The Value of Reading a 200-year-old story in a 100-year-old book

(Bookmark gifted by a 3-year-old grandson who generously shared his truck stickers.)

November 4, 2023

When leaves dance across the walkway and autumn’s chill is in the air, I like to take out an old copy of Washington Irving’s Sleepy Hollow to get in the mood for Halloween.

This small-format book exhibits the usual signs of wear. The fore edge is darkened by dust and age. The Copyright page is torn out, so I can’t date it exactly, but the publisher – The Platt & Peck Co. in New York – I’ve learned, operated from the late 19th century to the early 20th century. There’s a color plate of the main character, schoolmaster Ichabod Crane, in the beginning on the inside left with the same image replicated on the cover. There is nothing on the back.

The pages are intact, though slightly yellowed, displaying justified handset type, slightly askew occasionally as they pull into the binding. There’s charm in that. The paper stock is weighty and offers a tactile reward. There are lovely, wide margins, relaxing on the eyes, making for a quick, easy read, reminding me that consumable content is important. Interestingly, there is no writing on the spine so perhaps this book was never intended for a library shelf.

But I digress. I’m here to talk about the story – a tale so simple, it’s child-like, but as with many classics, can be enjoyed by adults who read between the lines.

This is not a monumental literary work but rather, a dutiful account of life in Colonial America, in New York state along the Hudson River, during the years preceding 1815-1819 when it was written. It was originally published in installments as part of “The Sketch Book.”

I’ve learned that Washington Irving spent time in Tarrytown, NY (where Sleepy Hollow is set; yes, there’s a real town by that name) in 1798, when he and his family escaped a Yellow Fever epidemic in New York City.

This experience supports the adage “write what you know,” because through his details, I can feel the forest, smell the earth, and see the expanse of water that is the river. (It doesn’t hurt that I grew up in the region and can attest to his accuracy.)

“The forests had put on their sober brown and yellow, while some trees of the tenderer kind had been nipped by the frost into brilliant dyes of orange, purple, and scarlet.

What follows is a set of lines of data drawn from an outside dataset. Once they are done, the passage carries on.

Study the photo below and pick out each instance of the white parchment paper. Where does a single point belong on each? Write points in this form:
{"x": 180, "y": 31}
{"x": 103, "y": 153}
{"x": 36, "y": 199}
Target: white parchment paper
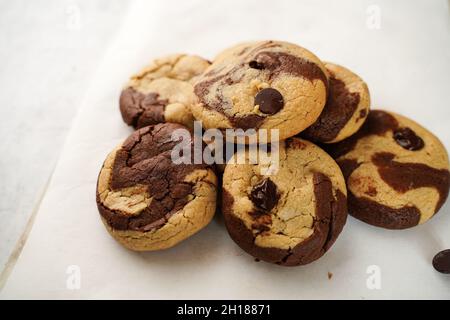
{"x": 404, "y": 56}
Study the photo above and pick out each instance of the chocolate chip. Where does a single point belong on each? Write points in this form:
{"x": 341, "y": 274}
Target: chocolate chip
{"x": 256, "y": 65}
{"x": 270, "y": 101}
{"x": 408, "y": 139}
{"x": 264, "y": 195}
{"x": 441, "y": 261}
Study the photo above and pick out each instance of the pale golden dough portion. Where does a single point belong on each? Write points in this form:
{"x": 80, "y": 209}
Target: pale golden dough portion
{"x": 303, "y": 99}
{"x": 365, "y": 181}
{"x": 357, "y": 85}
{"x": 170, "y": 77}
{"x": 293, "y": 216}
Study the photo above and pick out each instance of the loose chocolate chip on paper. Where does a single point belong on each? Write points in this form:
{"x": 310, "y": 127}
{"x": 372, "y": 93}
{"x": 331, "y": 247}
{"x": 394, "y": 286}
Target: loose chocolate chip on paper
{"x": 264, "y": 195}
{"x": 270, "y": 101}
{"x": 441, "y": 261}
{"x": 408, "y": 139}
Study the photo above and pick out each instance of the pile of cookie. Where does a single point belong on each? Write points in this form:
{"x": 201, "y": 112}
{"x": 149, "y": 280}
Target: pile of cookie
{"x": 334, "y": 155}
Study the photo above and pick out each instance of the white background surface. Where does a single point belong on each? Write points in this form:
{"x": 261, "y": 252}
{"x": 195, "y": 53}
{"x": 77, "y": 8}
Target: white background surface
{"x": 49, "y": 51}
{"x": 406, "y": 64}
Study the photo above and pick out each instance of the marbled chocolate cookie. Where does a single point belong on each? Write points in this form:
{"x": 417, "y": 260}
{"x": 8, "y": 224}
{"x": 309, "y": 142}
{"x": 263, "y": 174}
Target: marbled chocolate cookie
{"x": 162, "y": 92}
{"x": 262, "y": 85}
{"x": 346, "y": 108}
{"x": 291, "y": 217}
{"x": 146, "y": 201}
{"x": 396, "y": 171}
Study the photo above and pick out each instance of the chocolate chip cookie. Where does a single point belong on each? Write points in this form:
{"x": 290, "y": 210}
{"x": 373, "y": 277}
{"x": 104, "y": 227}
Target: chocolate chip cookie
{"x": 291, "y": 217}
{"x": 162, "y": 92}
{"x": 346, "y": 108}
{"x": 262, "y": 85}
{"x": 396, "y": 171}
{"x": 146, "y": 201}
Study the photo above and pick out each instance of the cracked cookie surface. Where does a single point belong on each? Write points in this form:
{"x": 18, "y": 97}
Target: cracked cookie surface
{"x": 146, "y": 201}
{"x": 162, "y": 92}
{"x": 262, "y": 85}
{"x": 396, "y": 171}
{"x": 346, "y": 108}
{"x": 291, "y": 217}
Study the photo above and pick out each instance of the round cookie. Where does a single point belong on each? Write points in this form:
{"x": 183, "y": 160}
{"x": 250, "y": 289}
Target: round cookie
{"x": 262, "y": 85}
{"x": 162, "y": 92}
{"x": 146, "y": 201}
{"x": 291, "y": 217}
{"x": 346, "y": 108}
{"x": 396, "y": 171}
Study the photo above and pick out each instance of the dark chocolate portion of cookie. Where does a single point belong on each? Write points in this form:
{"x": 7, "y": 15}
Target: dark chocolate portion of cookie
{"x": 269, "y": 100}
{"x": 408, "y": 139}
{"x": 441, "y": 261}
{"x": 264, "y": 195}
{"x": 145, "y": 160}
{"x": 403, "y": 177}
{"x": 380, "y": 215}
{"x": 140, "y": 110}
{"x": 331, "y": 215}
{"x": 279, "y": 63}
{"x": 272, "y": 65}
{"x": 339, "y": 109}
{"x": 378, "y": 122}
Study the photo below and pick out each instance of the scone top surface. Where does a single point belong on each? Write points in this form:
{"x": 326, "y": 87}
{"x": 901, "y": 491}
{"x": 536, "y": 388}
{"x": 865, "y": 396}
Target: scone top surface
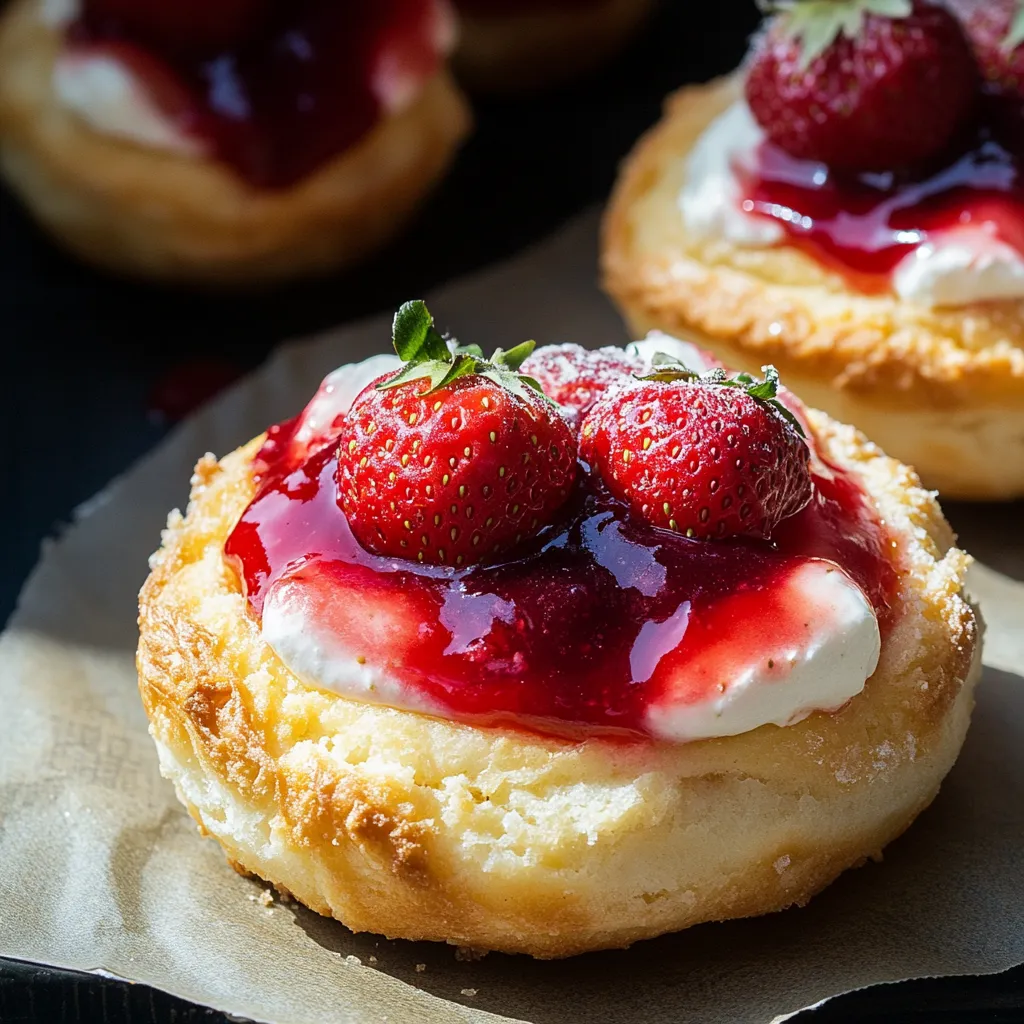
{"x": 887, "y": 291}
{"x": 427, "y": 823}
{"x": 272, "y": 90}
{"x": 372, "y": 556}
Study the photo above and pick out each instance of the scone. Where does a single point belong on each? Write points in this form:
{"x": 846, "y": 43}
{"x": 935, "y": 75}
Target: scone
{"x": 412, "y": 659}
{"x": 232, "y": 142}
{"x": 511, "y": 46}
{"x": 863, "y": 231}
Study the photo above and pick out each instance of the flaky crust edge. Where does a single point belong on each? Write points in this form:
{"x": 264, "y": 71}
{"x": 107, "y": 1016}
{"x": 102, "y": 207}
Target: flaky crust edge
{"x": 148, "y": 213}
{"x": 498, "y": 840}
{"x": 779, "y": 306}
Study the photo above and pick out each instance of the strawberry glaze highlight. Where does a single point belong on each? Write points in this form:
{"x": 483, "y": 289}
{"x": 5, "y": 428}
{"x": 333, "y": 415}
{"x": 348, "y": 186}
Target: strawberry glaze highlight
{"x": 273, "y": 90}
{"x": 863, "y": 226}
{"x": 585, "y": 628}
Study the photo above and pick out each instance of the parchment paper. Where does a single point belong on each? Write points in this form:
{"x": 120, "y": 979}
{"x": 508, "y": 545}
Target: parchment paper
{"x": 101, "y": 869}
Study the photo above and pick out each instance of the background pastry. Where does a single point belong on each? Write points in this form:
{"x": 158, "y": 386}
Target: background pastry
{"x": 520, "y": 45}
{"x": 873, "y": 254}
{"x": 521, "y": 751}
{"x": 232, "y": 142}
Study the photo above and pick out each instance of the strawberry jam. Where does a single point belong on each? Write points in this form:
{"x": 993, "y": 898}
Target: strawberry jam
{"x": 586, "y": 629}
{"x": 272, "y": 89}
{"x": 863, "y": 226}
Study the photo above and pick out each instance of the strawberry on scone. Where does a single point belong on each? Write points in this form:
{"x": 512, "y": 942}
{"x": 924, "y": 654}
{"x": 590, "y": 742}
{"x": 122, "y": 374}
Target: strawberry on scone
{"x": 454, "y": 458}
{"x": 995, "y": 29}
{"x": 862, "y": 85}
{"x": 705, "y": 455}
{"x": 577, "y": 377}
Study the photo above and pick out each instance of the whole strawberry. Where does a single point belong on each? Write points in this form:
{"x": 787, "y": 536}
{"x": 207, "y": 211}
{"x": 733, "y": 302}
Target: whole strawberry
{"x": 862, "y": 85}
{"x": 706, "y": 456}
{"x": 454, "y": 459}
{"x": 995, "y": 29}
{"x": 576, "y": 377}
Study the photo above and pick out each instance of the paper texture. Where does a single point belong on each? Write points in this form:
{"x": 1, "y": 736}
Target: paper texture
{"x": 102, "y": 868}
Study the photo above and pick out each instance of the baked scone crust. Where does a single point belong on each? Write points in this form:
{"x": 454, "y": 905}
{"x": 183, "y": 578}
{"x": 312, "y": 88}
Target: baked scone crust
{"x": 940, "y": 388}
{"x": 152, "y": 213}
{"x": 424, "y": 828}
{"x": 536, "y": 49}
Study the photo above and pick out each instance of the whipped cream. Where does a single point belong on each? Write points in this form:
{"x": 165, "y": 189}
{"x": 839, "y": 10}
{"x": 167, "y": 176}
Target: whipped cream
{"x": 958, "y": 267}
{"x": 108, "y": 95}
{"x": 711, "y": 201}
{"x": 954, "y": 267}
{"x": 114, "y": 100}
{"x": 815, "y": 653}
{"x": 778, "y": 677}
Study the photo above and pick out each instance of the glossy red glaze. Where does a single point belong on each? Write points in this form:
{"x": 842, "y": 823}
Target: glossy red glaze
{"x": 302, "y": 83}
{"x": 584, "y": 630}
{"x": 865, "y": 225}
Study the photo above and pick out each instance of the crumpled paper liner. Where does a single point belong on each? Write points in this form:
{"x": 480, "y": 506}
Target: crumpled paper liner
{"x": 102, "y": 869}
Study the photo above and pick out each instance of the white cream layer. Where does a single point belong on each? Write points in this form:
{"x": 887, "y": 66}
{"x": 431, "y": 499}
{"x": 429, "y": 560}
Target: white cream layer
{"x": 112, "y": 99}
{"x": 950, "y": 268}
{"x": 783, "y": 680}
{"x": 824, "y": 668}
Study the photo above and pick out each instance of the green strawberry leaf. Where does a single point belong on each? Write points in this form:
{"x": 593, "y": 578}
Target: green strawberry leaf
{"x": 414, "y": 335}
{"x": 668, "y": 370}
{"x": 461, "y": 366}
{"x": 514, "y": 357}
{"x": 764, "y": 390}
{"x": 818, "y": 24}
{"x": 428, "y": 356}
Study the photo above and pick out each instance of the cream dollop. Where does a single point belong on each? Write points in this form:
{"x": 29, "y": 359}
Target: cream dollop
{"x": 711, "y": 201}
{"x": 775, "y": 677}
{"x": 111, "y": 98}
{"x": 955, "y": 267}
{"x": 779, "y": 681}
{"x": 104, "y": 93}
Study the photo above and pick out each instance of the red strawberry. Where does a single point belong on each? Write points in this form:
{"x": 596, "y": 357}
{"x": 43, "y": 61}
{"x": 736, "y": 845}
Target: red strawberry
{"x": 454, "y": 459}
{"x": 862, "y": 85}
{"x": 180, "y": 26}
{"x": 705, "y": 456}
{"x": 995, "y": 29}
{"x": 576, "y": 377}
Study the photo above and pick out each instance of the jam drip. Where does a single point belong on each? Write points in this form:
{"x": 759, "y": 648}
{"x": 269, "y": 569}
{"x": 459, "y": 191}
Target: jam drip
{"x": 273, "y": 89}
{"x": 585, "y": 629}
{"x": 863, "y": 226}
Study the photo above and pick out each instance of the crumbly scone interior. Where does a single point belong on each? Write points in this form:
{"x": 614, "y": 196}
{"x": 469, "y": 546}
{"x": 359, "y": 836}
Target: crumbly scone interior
{"x": 421, "y": 827}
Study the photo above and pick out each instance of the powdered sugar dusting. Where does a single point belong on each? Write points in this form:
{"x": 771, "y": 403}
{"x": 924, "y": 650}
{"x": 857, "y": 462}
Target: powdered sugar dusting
{"x": 576, "y": 377}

Streaming files of wild ducks began to make their appearance high in the air.”… “On all sides he beheld vast store of apples; some hanging in oppressive opulence on the trees, some gathered into baskets and barrels for the markets, others heaped up in rich piles for the cider-press. Farther on, he beheld great fields of Indian corn, with its golden ears peeping from their leafy coverts, holding out the promise of cakes and hasty pudding.”

Some of the words and phrases are antiquated, but that’s all the more charming; the gist is clear. Irving paces his writing like a campfire tale, spoken in the slow voice of a dramatic storyteller. On occasion, he steps aside and refers to himself as the humble narrator. (I tried to emulate a similar style in Silver Line.) Irving’s role is not to interpret the plot but to relay it in the context of the times – in an era rife with New World mystery and superstition among the old Dutch families who inhabited the area.

Irving captures this uneasiness by telling of legends that lurk in the idyllic countryside. He notes the Hollow is near the place where British Spy, John Andre, was hanged and where a Hessian soldier, around Halloween of 1776, had been decapitated during the Battle of White Plains. (This, per a New York Historical Society account, October 25, 2013).

Like all good characters, Ichabod is flawed. He’s a man prone to indulgences despite his persona of a lanky, austere teacher (or ‘pedagogue’ as Irving calls him). Fact is, Crane covets the affluent lifestyle enjoyed by his love interest, the pretty and plump Katrina Van Tassel. Ichabod’s weakness for food is revealed as he craves the pies, meats, and rich dumplings offered at the Van Tassel home – an estate he might well inherit if he were to wed the fair Katrina.

Of course, there’s an antagonist, the large, arrogant Dutchman, Brom Bones, who vies for the attention of the wealthy damsel. He torments Ichabod, and we immediately dislike the bully because that behavior is still relevant today.

Poor Ichabod. In a single night, he is jilted by his love interest and forced to ride through the darkest recesses of the forest, places where hauntings have occurred and might again, only to encounter a towering menace on a black steed – the headless horsemen of whom he has heard so much.

Here’s where Irving does something right, reminding us (writers) about the importance of foreboding, flash forwards, and making the reader feel smart. When Ichabod can’t be found after his night of terror, only his saddle and a smashed pumpkin remain. Irving never explains why the pumpkin is there but lets the reader connect the dots to the “head” that was carried.

I think I particularly enjoyed re-reading this little story (a few pages at a time, over morning coffee) because it did not try to be more than it was. Authenticity is a good goal for people who play with words.